Cuenta la historia que cuando Nehemías llegó a Jerusalén tras el exilio, no encontró un plan de obras ni una dirigencia dispuesta a resolver el desastre. Encontró ruinas y una población paralizada por el desánimo, esperando que una solución milagrosa viniera a restaurar lo que el tiempo y las crisis habían destruido.
Nehemías no dio discursos rimbombantes. Hizo lo que todo líder pragmático debe hacer: evaluó el terreno, midió los daños y diseñó un método operativo. Entendió que las estructuras no se levantan esperando que otros hagan el trabajo.
La clave de la reconstrucción fue una decisión de una simplicidad brillante: cada familia, cada gremio y cada sector se hizo responsable de levantar el tramo de muralla que tenía justo frente a su propia casa.
El ganadero no fue a construir el portón principal; levantó su metro cuadrado. El comerciante aseguró su esquina. El agricultor amuralló su lindero. Ninguno tenía la capacidad de reconstruir la ciudad por sí solo, pero la suma coordinada de esos esfuerzos sectoriales cerró las brechas de toda la ciudad. Al mismo tiempo, los constructores trabajaban con una mano en la mezcla y la otra sosteniendo sus herramientas de resguardo: producir y proteger el avance al mismo tiempo.
Como advertía el filósofo español José Ortega y Gasset, «una nación no se forma por la simple convivencia de vecinos, sino por el esfuerzo conjunto para llevar a cabo un gran proyecto». La cohesión real no nace de la cercanía geográfica ni de los lemas, sino de la acción compartida hacia un propósito común.
El espejo venezolano
Al mirar a la Venezuela de hoy, el paralelismo es inevitable. Llevamos años atrapados en la ilusión del movimiento: discusiones de cúpula que generan ruido pero pocos resultados tangibles, y la eterna expectativa de una solución que baje desde las alturas.
Pero la sociedad productiva viaja a otra velocidad. La gente y las empresas entendieron que el costo de no hacer nada ya superó al costo de equivocarse.
Hoy, la verdadera recuperación del país ocurre en la articulación pragmática del sector productivo: cuando el ganadero sostiene la producción de alimentos; cuando el comerciante busca vías de distribución eficientes; cuando el sector financiero se conecta con el bien tangible (están en eso); cuando la educación se orienta al trabajo real.
El error ha sido pretender que un solo actor resuelva el dilema nacional.
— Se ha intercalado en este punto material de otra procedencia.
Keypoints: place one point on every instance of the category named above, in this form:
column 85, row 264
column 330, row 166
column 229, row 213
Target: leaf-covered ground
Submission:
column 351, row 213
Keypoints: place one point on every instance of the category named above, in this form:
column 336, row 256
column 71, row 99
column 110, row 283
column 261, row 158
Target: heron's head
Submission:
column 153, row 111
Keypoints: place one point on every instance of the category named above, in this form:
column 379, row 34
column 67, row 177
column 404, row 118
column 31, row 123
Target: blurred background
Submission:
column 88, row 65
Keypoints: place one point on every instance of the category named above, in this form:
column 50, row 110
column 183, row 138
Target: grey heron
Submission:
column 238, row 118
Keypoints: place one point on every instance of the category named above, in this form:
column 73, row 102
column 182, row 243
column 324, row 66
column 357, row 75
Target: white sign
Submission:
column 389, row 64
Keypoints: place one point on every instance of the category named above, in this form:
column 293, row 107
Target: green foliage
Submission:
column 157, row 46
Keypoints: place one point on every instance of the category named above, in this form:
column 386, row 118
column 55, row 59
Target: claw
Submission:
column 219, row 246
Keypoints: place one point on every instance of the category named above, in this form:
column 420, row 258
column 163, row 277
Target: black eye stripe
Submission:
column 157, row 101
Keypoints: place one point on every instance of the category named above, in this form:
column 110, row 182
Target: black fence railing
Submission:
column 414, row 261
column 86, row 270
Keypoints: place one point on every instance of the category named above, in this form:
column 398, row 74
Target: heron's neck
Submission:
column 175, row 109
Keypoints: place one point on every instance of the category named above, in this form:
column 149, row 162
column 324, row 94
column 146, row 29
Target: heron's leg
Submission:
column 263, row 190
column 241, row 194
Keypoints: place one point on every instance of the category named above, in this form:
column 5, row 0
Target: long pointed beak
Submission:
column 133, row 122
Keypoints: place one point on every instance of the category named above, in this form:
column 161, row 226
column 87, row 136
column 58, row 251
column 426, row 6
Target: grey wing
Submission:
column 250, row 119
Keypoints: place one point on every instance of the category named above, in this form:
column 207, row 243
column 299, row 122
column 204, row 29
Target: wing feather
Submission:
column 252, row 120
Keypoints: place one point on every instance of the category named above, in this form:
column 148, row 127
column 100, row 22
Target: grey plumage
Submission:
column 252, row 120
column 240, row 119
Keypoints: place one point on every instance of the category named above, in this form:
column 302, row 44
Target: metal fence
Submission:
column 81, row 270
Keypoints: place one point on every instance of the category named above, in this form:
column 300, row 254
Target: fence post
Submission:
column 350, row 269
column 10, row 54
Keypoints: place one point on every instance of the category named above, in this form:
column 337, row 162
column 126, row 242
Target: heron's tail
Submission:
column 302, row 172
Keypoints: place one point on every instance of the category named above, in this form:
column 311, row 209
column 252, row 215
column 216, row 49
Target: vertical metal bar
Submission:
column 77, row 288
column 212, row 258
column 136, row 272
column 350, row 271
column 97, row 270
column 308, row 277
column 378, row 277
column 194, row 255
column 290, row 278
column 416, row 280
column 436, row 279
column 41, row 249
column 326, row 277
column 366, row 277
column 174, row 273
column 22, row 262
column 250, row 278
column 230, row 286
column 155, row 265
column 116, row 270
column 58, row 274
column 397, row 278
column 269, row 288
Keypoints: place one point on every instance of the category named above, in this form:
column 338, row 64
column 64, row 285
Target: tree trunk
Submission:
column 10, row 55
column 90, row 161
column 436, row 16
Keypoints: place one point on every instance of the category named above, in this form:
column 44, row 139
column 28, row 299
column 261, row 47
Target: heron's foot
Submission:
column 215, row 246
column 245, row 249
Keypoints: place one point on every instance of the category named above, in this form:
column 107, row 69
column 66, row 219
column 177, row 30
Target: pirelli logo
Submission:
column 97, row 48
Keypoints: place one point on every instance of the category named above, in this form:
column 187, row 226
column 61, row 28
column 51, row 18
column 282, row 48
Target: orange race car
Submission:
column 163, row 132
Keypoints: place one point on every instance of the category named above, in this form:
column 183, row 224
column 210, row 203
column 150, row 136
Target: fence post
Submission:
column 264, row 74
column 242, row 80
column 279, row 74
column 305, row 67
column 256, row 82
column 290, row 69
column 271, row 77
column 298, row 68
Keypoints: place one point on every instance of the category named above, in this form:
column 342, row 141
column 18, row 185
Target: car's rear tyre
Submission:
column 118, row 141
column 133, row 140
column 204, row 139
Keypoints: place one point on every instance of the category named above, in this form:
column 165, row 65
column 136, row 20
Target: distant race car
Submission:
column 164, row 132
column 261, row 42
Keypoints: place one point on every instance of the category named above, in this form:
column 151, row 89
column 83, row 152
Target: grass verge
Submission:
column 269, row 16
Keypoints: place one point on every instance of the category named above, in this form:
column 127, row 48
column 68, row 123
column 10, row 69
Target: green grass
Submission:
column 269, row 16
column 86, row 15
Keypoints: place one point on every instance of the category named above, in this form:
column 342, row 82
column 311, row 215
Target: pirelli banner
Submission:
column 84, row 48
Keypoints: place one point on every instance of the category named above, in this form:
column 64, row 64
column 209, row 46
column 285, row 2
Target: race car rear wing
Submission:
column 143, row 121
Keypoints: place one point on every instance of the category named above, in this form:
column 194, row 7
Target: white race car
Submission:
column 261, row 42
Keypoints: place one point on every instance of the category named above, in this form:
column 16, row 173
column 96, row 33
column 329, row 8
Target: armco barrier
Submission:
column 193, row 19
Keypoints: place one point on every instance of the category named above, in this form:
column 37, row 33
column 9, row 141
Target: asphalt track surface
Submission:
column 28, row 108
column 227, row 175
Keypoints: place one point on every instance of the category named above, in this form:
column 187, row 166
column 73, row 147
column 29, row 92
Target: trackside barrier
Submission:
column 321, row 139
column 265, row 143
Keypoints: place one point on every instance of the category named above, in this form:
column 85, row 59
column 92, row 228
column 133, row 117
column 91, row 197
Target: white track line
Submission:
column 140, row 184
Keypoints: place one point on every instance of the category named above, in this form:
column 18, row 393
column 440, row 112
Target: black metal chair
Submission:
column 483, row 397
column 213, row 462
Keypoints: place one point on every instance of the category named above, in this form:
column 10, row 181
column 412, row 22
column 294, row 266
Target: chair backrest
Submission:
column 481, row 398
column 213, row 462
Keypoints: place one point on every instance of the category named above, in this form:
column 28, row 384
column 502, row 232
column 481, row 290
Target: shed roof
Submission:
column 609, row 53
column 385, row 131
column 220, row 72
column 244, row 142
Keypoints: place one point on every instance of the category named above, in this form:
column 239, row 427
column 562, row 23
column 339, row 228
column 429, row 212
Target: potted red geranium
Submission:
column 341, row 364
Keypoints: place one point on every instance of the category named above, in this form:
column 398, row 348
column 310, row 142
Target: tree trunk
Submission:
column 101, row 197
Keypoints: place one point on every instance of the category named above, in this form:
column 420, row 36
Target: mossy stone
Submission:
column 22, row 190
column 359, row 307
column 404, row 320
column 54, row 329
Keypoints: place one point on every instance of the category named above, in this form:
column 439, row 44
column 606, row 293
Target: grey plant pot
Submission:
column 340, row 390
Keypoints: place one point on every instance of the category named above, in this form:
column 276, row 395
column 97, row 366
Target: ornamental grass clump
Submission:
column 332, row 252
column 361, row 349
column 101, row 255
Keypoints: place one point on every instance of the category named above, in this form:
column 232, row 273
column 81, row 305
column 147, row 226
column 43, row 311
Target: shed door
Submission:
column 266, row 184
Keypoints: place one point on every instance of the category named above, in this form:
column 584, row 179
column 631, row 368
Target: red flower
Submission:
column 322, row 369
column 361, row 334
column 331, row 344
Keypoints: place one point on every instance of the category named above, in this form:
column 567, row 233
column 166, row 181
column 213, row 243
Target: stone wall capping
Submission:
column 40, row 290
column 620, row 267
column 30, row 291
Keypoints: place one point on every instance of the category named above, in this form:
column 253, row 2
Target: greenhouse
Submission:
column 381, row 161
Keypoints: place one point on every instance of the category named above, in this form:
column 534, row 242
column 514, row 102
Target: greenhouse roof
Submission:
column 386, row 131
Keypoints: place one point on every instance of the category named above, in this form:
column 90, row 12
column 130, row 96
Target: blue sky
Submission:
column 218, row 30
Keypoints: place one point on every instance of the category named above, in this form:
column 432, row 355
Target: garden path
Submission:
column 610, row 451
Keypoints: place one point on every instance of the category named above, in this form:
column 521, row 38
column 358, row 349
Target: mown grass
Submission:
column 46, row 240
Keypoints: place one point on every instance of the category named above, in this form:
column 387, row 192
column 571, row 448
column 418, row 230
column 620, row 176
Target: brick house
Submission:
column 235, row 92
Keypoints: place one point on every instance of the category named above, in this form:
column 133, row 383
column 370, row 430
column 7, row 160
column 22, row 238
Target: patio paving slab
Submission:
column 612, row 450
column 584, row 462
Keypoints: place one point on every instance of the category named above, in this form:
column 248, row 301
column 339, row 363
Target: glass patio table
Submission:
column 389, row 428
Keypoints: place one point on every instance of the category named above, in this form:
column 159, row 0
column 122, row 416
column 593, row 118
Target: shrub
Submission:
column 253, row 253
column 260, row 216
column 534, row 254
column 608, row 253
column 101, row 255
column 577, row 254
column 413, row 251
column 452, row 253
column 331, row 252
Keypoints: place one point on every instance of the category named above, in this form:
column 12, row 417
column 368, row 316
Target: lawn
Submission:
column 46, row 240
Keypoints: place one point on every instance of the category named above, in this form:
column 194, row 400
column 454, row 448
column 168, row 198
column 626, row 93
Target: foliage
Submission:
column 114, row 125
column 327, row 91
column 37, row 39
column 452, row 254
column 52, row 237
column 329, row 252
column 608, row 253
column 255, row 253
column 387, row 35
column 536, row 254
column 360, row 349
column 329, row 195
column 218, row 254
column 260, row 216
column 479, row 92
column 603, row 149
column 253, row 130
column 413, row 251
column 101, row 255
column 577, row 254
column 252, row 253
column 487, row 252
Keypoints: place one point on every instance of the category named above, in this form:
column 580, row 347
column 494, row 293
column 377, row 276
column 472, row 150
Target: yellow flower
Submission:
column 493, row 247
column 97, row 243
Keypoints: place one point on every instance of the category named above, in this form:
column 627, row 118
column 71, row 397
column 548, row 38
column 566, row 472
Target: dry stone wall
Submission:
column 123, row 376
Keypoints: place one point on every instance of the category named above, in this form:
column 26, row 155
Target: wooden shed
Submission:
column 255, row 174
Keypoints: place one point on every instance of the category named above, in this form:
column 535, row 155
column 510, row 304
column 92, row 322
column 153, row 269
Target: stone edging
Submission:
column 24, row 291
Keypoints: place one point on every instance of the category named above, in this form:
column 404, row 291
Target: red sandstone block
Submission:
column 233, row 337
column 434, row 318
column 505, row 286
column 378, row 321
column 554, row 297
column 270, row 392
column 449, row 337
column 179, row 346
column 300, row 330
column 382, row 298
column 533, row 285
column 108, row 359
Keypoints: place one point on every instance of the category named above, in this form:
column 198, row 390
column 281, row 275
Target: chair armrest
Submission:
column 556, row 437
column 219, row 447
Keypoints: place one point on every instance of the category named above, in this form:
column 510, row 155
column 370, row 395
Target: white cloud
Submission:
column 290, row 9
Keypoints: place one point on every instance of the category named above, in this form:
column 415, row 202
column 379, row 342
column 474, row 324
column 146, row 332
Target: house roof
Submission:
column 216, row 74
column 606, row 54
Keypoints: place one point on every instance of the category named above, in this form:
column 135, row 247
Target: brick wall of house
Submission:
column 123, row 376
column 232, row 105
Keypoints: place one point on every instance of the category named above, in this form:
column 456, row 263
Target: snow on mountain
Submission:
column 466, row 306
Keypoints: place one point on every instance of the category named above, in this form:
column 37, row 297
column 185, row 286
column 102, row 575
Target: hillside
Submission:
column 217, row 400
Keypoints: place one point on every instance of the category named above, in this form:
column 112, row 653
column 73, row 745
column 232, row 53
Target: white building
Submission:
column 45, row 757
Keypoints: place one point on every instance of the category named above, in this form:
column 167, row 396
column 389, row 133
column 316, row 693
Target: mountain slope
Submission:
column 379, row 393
La lección de Nehemías y de la historia es que el desarrollo no es obra de un mesías, sino de un modelo asociativo y coordinado.
Unir los tramos para construir certidumbre
De nada sirve que un sector levante un segmento de muralla impecable si el de al lado deja el suyo abierto. Cuando los sectores operan como islas aisladas, el esfuerzo se diluye.
Venezuela no necesita más diagnósticos de micrófono. Necesita que cada sector asuma con rigor el tramo de muralla que le corresponde, bajo una visión común de integración. Trabajar con una mano en la ejecución diaria y con la otra protegiendo la viabilidad de sus proyectos.
La certeza del futuro no se predice; se construye metro a metro, con pragmatismo y resultados compartidos. Es hora de dejar de mirar al horizonte e iniciar la tarea en el frente que nos toca.